## Getting started with Wordnet
Wordnet4 is a lexical database created at Princeton University. Due to its size and features, Wordnet is one of the most useful tools you can have in your NLP arsenal.


### Wordnet Structure
You can think of Wordnet as a graph of concepts. The edges between the concepts
describe the relationship between them. A concept node is, in fact, a set of synonyms
representing the same concept, and is called a Synset. The synonyms within the
synset are represented by their Lemma. A Lemma is the base form (the dictionary
form) of the word.
Using this type of structure, we are able to build mechanisms that can reason. Let’s
take an example: I can say either “Bob drives the car” or “Bob dives the automobile”,
both being true because the nouns “car” and “automobile” are synonyms. Also, “Bob
drives the vehicle” can be true since all cars are vehicles.
NLTK provides one of the best interfaces for Wordnet. It is extremely easy to use
and before we dive into it, make this exercise: try to write down all the meanings
of the word “car”.

**Getting started with Wordnet**

In [2]:
from nltk.corpus import wordnet as wn
# Let's investigate what are the various synsets for `car`
# Remember that each synset represents a separate sense of the word `car`
for car in wn.synsets('car'):
    print([l.name() for l in car.lemmas()])
    print(car.definition())
    print()

['car', 'auto', 'automobile', 'machine', 'motorcar']
a motor vehicle with four wheels; usually propelled by an internal combustion engine

['car', 'railcar', 'railway_car', 'railroad_car']
a wheeled vehicle adapted to the rails of railroad

['car', 'gondola']
the compartment that is suspended from an airship and that carries personnel and the cargo and the power plant

['car', 'elevator_car']
where passengers ride up and down

['cable_car', 'car']
a conveyance for passengers or freight on a cable railway



The most important relationships in Wordnet other than the synonymy relationship
are the hyponymy/hypernymy. Hyponyms are more specific concepts while
hypernyms are more general concepts.
Let’s build a concept tree. Due to aesthetics, we won’t use all the concepts because
it would be hard to visualize. I have conveniently chosen only 4 hyponyms of the
concept Vehicle and 5 more for its Wheeled-Vehicle hyponym:

**Wordnet concept tree**

In [8]:
import os
import matplotlib as mpl
if os.environ.get('DISPLAY','') == '':
    print('no display found. Using non-interactive Agg backend')
    mpl.use('Agg')
import matplotlib.pyplot as plt
%matplotlib inline

no display found. Using non-interactive Agg backend


This call to matplotlib.use() has no effect because the backend has already
been chosen; matplotlib.use() must be called *before* pylab, matplotlib.pyplot,
or matplotlib.backends is imported for the first time.

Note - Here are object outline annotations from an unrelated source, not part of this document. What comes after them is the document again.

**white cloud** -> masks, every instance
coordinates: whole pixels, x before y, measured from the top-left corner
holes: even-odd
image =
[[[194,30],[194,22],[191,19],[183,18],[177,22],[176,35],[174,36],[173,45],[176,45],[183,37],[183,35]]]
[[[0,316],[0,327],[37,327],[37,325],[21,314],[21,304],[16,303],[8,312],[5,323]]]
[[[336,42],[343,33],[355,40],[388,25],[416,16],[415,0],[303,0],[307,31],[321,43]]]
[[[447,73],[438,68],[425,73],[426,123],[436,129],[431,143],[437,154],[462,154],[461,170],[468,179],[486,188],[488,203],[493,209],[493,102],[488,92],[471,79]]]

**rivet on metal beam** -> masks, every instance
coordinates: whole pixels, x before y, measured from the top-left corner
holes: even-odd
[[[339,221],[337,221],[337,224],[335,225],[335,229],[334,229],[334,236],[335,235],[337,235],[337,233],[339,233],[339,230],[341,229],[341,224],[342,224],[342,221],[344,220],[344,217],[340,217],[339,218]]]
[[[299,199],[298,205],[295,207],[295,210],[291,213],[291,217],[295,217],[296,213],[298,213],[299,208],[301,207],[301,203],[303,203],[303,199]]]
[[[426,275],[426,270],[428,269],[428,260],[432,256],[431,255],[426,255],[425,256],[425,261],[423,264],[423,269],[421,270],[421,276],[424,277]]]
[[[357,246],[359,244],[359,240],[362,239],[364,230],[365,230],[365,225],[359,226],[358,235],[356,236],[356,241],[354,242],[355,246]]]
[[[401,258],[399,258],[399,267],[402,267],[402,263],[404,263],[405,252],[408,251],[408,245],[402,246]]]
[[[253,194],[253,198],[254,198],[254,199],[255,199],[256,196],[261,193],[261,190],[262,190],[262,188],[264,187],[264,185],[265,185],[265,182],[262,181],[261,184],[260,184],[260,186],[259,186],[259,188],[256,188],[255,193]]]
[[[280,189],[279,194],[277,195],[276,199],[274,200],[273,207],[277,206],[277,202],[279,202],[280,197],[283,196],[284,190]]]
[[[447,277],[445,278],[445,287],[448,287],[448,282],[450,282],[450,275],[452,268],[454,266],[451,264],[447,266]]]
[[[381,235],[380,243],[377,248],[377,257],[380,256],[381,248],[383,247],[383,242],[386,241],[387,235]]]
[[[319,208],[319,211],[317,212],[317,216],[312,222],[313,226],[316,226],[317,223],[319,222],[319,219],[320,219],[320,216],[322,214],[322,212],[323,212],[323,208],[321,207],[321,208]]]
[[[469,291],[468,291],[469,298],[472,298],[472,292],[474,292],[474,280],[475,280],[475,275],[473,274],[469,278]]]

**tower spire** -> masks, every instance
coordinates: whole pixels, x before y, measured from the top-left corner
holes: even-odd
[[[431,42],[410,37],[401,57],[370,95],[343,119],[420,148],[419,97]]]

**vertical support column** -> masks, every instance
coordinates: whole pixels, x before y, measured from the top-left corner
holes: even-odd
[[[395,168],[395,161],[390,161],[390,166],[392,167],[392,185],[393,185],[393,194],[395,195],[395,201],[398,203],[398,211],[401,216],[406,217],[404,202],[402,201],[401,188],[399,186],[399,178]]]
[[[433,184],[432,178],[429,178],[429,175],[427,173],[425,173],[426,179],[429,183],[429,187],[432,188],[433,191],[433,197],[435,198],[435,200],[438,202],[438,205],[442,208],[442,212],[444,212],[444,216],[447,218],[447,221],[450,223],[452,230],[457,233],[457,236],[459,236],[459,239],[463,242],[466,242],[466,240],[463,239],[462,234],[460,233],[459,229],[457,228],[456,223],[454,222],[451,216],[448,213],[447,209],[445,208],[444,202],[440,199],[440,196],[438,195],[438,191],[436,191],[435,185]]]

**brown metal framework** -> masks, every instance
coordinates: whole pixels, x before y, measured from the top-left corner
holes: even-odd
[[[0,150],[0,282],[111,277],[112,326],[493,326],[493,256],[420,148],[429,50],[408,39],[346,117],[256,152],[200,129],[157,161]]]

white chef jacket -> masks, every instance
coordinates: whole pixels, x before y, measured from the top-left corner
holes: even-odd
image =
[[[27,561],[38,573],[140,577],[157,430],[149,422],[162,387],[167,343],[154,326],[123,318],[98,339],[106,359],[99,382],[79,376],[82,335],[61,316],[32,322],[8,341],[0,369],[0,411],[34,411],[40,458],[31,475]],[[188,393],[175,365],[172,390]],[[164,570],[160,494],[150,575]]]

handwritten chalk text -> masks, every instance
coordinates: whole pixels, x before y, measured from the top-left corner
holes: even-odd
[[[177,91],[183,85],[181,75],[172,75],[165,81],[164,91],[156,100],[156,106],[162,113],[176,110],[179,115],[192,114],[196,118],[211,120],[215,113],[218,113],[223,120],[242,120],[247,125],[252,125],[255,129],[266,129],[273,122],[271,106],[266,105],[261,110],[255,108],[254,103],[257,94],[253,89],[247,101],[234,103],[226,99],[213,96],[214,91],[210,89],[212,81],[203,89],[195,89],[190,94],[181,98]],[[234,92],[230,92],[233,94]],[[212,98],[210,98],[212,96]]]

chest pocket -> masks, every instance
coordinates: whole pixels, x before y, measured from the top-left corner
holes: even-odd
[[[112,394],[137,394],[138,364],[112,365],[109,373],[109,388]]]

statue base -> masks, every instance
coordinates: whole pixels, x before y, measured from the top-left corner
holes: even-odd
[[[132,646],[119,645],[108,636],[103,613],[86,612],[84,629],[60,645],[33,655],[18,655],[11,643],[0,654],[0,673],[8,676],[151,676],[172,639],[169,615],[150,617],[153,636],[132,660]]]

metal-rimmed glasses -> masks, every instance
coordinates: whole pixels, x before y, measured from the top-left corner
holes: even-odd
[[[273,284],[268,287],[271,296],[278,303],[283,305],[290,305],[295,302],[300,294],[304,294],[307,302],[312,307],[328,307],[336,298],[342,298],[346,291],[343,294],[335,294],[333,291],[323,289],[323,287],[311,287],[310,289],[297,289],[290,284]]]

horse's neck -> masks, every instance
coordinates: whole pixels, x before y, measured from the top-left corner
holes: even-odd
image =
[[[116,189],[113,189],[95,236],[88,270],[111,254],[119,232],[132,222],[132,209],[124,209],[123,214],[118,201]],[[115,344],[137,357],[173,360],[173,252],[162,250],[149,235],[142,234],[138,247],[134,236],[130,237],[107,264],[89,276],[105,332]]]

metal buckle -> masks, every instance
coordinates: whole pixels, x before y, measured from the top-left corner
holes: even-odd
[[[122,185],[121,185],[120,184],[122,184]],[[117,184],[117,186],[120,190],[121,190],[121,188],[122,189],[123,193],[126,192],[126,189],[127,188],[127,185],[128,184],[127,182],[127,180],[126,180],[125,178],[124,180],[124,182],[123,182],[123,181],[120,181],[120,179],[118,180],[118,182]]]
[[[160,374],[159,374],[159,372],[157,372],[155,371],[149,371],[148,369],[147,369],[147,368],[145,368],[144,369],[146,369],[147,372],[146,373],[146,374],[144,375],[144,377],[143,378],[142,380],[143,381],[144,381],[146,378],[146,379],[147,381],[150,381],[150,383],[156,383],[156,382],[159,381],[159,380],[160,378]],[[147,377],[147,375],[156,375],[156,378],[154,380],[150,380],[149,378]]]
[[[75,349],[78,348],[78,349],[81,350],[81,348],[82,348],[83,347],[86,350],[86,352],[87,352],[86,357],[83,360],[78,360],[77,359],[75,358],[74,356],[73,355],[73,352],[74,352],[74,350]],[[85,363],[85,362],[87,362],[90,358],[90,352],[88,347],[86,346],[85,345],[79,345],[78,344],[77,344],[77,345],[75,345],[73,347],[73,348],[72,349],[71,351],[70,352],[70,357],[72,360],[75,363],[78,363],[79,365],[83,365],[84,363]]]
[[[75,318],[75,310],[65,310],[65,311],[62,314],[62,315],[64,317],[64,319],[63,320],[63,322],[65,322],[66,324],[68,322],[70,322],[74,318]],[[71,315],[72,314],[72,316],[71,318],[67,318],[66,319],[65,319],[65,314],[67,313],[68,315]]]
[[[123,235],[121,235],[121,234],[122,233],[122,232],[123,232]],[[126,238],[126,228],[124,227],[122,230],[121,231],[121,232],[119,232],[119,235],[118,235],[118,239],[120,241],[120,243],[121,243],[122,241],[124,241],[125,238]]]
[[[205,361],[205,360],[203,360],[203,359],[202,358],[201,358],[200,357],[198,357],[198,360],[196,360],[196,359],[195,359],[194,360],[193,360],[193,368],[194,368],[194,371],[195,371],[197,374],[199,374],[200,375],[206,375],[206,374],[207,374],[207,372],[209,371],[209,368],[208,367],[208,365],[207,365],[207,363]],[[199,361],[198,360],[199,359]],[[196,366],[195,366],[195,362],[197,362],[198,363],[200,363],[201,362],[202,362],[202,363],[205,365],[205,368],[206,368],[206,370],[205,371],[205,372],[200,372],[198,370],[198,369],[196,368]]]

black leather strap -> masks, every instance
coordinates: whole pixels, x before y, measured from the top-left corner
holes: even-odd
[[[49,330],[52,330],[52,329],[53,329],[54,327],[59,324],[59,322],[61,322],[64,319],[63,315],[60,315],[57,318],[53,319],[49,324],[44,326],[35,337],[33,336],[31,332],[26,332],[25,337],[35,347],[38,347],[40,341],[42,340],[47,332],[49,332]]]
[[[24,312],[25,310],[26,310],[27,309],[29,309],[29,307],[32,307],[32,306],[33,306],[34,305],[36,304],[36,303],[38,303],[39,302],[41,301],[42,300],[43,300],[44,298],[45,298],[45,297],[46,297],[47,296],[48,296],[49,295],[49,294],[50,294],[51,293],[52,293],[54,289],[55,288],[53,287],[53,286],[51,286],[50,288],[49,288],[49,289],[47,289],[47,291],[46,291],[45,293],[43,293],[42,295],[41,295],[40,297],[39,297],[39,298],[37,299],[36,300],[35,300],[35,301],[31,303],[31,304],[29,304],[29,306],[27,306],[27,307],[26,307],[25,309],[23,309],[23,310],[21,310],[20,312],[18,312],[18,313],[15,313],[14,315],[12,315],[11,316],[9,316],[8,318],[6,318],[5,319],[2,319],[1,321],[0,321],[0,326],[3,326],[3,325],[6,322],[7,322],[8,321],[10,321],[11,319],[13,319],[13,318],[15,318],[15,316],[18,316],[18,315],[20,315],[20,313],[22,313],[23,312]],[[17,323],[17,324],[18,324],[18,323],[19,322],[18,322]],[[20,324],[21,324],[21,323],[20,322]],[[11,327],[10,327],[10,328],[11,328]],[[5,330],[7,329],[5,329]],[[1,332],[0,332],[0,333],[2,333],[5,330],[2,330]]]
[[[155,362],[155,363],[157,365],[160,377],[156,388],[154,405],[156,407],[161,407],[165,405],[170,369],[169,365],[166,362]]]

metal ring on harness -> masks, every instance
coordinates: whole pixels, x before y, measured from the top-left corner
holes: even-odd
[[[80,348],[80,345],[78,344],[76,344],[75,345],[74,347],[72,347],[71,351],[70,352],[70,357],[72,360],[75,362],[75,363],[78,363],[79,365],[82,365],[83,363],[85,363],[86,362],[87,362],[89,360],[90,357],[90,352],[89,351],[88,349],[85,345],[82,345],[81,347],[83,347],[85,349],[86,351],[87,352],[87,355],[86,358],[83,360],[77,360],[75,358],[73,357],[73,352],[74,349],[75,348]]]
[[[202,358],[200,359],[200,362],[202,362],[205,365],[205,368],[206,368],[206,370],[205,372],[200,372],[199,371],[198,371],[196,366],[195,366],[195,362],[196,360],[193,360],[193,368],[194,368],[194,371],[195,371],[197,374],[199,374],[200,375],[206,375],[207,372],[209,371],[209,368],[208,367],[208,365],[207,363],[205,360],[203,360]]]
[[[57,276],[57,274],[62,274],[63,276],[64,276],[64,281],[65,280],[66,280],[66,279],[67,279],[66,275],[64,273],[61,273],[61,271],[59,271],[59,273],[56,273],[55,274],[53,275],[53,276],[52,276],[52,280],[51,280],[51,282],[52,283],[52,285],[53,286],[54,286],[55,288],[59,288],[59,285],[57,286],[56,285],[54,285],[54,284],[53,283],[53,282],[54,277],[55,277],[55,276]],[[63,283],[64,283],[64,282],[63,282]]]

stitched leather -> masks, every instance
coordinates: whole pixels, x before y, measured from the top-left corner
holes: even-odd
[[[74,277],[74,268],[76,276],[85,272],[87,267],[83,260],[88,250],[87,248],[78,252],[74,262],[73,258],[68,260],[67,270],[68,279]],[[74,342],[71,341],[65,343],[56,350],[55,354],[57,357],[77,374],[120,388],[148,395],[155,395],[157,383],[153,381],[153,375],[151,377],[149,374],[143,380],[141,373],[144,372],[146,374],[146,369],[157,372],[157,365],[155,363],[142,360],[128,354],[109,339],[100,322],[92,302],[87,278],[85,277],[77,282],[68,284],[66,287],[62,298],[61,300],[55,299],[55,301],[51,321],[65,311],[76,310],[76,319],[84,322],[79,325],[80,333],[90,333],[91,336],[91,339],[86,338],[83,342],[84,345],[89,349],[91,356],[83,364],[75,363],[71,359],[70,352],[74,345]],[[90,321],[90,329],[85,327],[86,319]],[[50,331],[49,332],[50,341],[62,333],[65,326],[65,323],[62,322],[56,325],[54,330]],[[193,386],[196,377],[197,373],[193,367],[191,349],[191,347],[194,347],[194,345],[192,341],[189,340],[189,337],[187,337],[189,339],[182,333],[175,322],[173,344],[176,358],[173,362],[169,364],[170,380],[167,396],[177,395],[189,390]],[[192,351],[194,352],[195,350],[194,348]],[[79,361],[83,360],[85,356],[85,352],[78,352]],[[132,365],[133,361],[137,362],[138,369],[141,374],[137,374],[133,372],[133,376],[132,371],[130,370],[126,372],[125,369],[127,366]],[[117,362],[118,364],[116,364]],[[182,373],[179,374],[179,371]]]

The backend was *originally* set to 'module://ipykernel.pylab.backend_inline' by the following code:
  File "/home/frank/miniconda3/envs/nlp/lib/python3.6/runpy.py", line 193, in _run_module_as_main
    "__main__", mod_spec)
  File "/home/frank/miniconda3/envs/nlp/lib/python3.6/runpy.py", line 85, in _run_code
    exec(code, run_globals)
  File "/home/frank/miniconda3/envs/nlp/lib/python3.6/site-packages/ipykernel_launcher.py", line 16, in <module>
    app.launch_new_instance()
  File "/home/frank/miniconda3/envs/nlp/lib/python3.6/site-packages/traitlets/config/application.py", line 658, in launch_instance
    app.start()
  File "/home/frank/miniconda3/envs/nlp/lib/python3.6/site-packages/ipykernel/kernelapp.py", line 486, in start
    self.io_loop.start()
  File "/home/frank/m

In [9]:
import nltk
from nltk.corpus import wordnet as wn
# Let's get the first sense of vehicle
vehicle = wn.synsets('vehicle')[0]
# Let's build a concept tree
t = nltk.Tree(vehicle.name(), children=[
    nltk.Tree(vehicle.hyponyms()[3].name(), children=[]),
    nltk.Tree(vehicle.hyponyms()[4].name(), children=[]),
    nltk.Tree(vehicle.hyponyms()[5].name(), children=[]),
    nltk.Tree(vehicle.hyponyms()[7].name(), children=[
        nltk.Tree(vehicle.hyponyms()[7].hyponyms()[1].name(), children=[]),
        nltk.Tree(vehicle.hyponyms()[7].hyponyms()[3].name(), children=[]),
        nltk.Tree(vehicle.hyponyms()[7].hyponyms()[4].name(), children=[]),
        nltk.Tree(vehicle.hyponyms()[7].hyponyms()[5].name(), children=[]),
        nltk.Tree(vehicle.hyponyms()[7].hyponyms()[6].name(), children=[]),]),])


t.draw()

TclError: no display name and no $DISPLAY environment variable

Maybe it’s not obvious from the previous queries, but synsets have an associated
part of speech. You can see it in the visualization on node labels: vehicle.n.01 where
n stands for noun. We can perform generic queries without specifying the part of
speech like this:

**Querying Wordnet for synsets**

In [10]:
from nltk.corpus import wordnet as wn
print(wn.synsets('fight'))
# [
# Synset('battle.n.01'),
# Synset('fight.n.02'),
# Synset('competitiveness.n.01'),
# Synset('fight.n.04'),
# Synset('fight.n.05'),
# Synset('contend.v.06'),
# Synset('fight.v.02'),
# Synset('fight.v.03'),
#

[Synset('battle.n.01'), Synset('fight.n.02'), Synset('competitiveness.n.01'), Synset('fight.n.04'), Synset('fight.n.05'), Synset('contend.v.06'), Synset('fight.v.02'), Synset('fight.v.03'), Synset('crusade.v.01')]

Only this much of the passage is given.